Le seul espace du pouvoir d'un seul, c'est évidemment Paris qui avait pris la place de Lyon, Lugdunum, capitale des Gaules romaines, après l'écroulement de l'Empire romain, la Gaule indépendante préromaine n'ayant aucune capitale capable d'imposer la loi d'un seul sur tous les autres. Paris qui, très vite, à l'exception de la période où les banquiers lombards firent très temporairement de Lyon à nouveau la capitale financière et économique de la France, éliminera tout État historique et toute ville concurrente en centrant uniquement sur elle toutes les activités humaines, le culturel, l'économique et le politique plus précisément puis videra "les Provinces" de tous leurs talents en les attirant à son profit et à leurs dépens.
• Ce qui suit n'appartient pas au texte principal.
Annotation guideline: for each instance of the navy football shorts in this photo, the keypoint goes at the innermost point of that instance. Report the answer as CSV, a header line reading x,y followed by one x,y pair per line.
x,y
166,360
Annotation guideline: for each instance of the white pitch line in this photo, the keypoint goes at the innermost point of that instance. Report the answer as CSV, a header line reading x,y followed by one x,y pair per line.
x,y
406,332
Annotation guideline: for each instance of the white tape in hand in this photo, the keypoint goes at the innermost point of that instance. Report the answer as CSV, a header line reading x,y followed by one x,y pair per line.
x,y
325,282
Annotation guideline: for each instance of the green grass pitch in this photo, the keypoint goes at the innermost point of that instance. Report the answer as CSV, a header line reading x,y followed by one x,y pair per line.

Une évolution à l'opposé de celle de la grande majorité des autres pays européens, à commencer par l'Allemagne, l'Italie, la Suisse, mais aussi l'Angleterre qui ne parviendra pas à réduire à néant les identités écossaises ou galloises ou l'Espagne dont la volonté de "castillaniser" les Catalans, les Basques ou les Galiciens s'est heurtée à une opposition farouche.

La Corse, qui a été achetée par Louis XV aux Génois, puis écrasée militairement par les Français en dépit de la sagesse et de l'humanisme de son protecteur, Paoli, a encore aujourd'hui quelque raison de ne pas être tout à fait aussi française que les politiciens parisiens le souhaiteraient.

Si elle n'est pas le seul État de l'ancienne Gaule à avoir été vaincu par le pouvoir politique expansionniste natif des bords de Seine, elle a pour caractéristique fondamentale d'être culturellement "italianisante", et par conséquent différente de cette Gaule romanisée qui constitue toujours actuellement l'essentiel de la France, tout comme le sont, y compris linguistiquement, les Alsaciens, germanisés au VIe siècle, les Flamands, les Basques, les Niçois, les Bretons ou, dans une moindre mesure les Catalans ou les Gascons.

Il est évident que tant que la France ne reconnaîtra pas culturellement, mais aussi politiquement, la spécificité de ces "peuples" différents, qui ont néanmoins épousé une partie de son histoire de gré ou de force, elle ne pourra comprendre ses principaux voisins et donc former avec eux une Europe puissante, indépendante et libre.

Une incompréhension mortifère qu'elle partage aussi avec l'Espagne de Madrid qui ne veut pas admettre qu'en son sein existent d'autres peuples.

La Corse est aujourd'hui le révélateur d'une France et d'une Europe qui seront ou non remonter leur passé afin de s'accepter telles qu'elles sont, et ainsi pouvoir renaître et retrouver la beauté et la grandeur qui fut souvent la leur, comme a su le faire la très vieille Chine désormais plus jeune, vigoureuse et résolue que jamais.

 

[1] Les Echos, "Le Brexit ou l'affirmation d'une liberté", 7 février 2018.

[2] Le Figaro, "Macron, le côté obscur de la Corse" et "Cette complainte corse qui est à entendre", 9 et 10/11février2018.